Lady Gaga Says She's Addicted To Marijuana: Is It Possible?

Can You Really Be Addicted To Marijuana?
NEW YORK, NY - NOVEMBER 10: Lady Gaga attends artRAVE: Lady Gaga's 'Artpop' Official Album Release Party on November 10, 2013 in New York City. (Photo by Gary Gershoff/WireImage)
NEW YORK, NY - NOVEMBER 10: Lady Gaga attends artRAVE: Lady Gaga's 'Artpop' Official Album Release Party on November 10, 2013 in New York City. (Photo by Gary Gershoff/WireImage)

Lady Gaga has revealed details of her marijuana addiction, explaining that at one point, she was smoking 15 to 20 marijuana cigarettes a day, according to news reports.

"I have been addicted to it and it's ultimately related to anxiety coping and it's a form of self-medication," Gaga said on the Z100 Morning Show, as reported by People magazine.

Gaga broke her hip earlier this year, causing her to cancel part of her Born This Way tour.

"I was living on a totally other psychedelic plane, numbing myself completely, and looking back I do see now that some of it had to do with my hip pain," she told Z100, as reported by People. "I didn't know where the pain was coming from so I was just in a lot of pain and very depressed all the time and not really sure why."

While research has shown that the percentage of people who try marijuana and become addicted to it is small, it is possible to get hooked on the drug. According to the National Institute on Drug Abuse, about 9 percent of marijuana users become dependent on the drug, with that percentage going up for people who begin using the drug in adolescence.

Comparatively, Scientific American pointed out that in a 1994 study showing that 9 percent of people who've tried marijuana become dependent on it, the numbers are higher for other substances: alcohol is 15 percent, heroin is 23 percent and nicotine is 32 percent.

Marijuana withdrawal (officially called cannabis withdrawal in the recently released fifth edition of the Diagnostic and Statistical Manual of Mental Disorders) is also sometimes seen in people who stop using marijuana, and is characterized by anxiety, problems sleeping, irritability and aggression, the NIDA reported. And while it's impossible to die from a marijuana overdose like you would from other illicit, dangerous drugs, dependence on marijuana can cause disruptions to people's lives, TIME reported.

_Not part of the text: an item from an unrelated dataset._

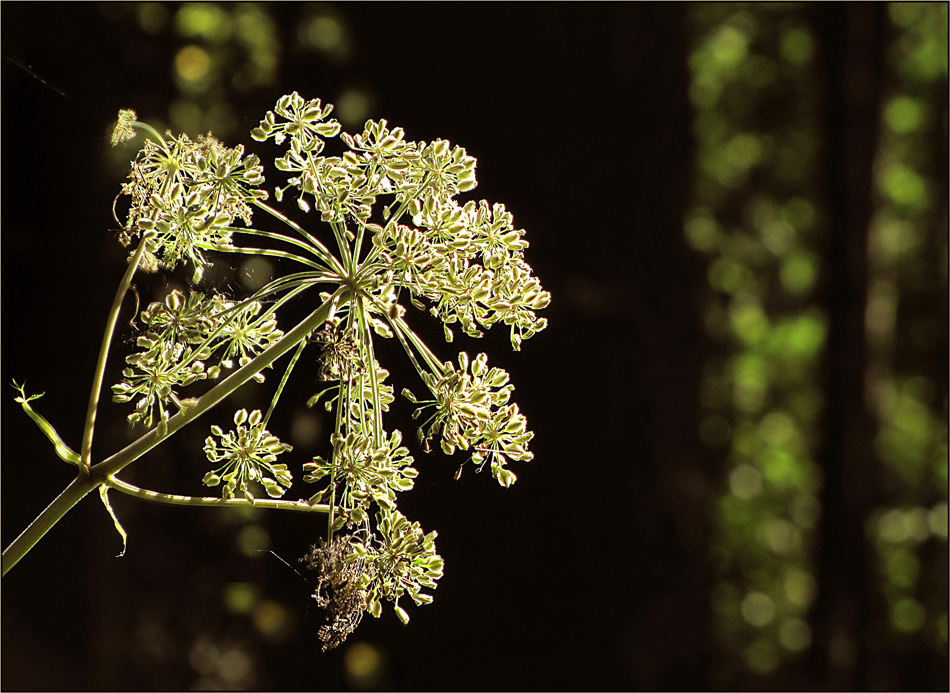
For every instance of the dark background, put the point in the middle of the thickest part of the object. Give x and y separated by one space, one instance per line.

However, TIME pointed out that addiction to marijuana does not look exactly the same as addiction to other illicit drugs, such as heroin. TIME explains:

In this view, the paradigm for addiction is heroin: the shaking, puking heroin junkie who can’t quit because the withdrawal sickness is impossible to bear. Because marijuana cessation is not linked with such severe symptoms, the drug isn’t seen as physically addictive. And considering that most people view physical addiction as uncontrollable, but psychological addiction as manageable with proper willpower, marijuana tends not to be regarded as addictive in general.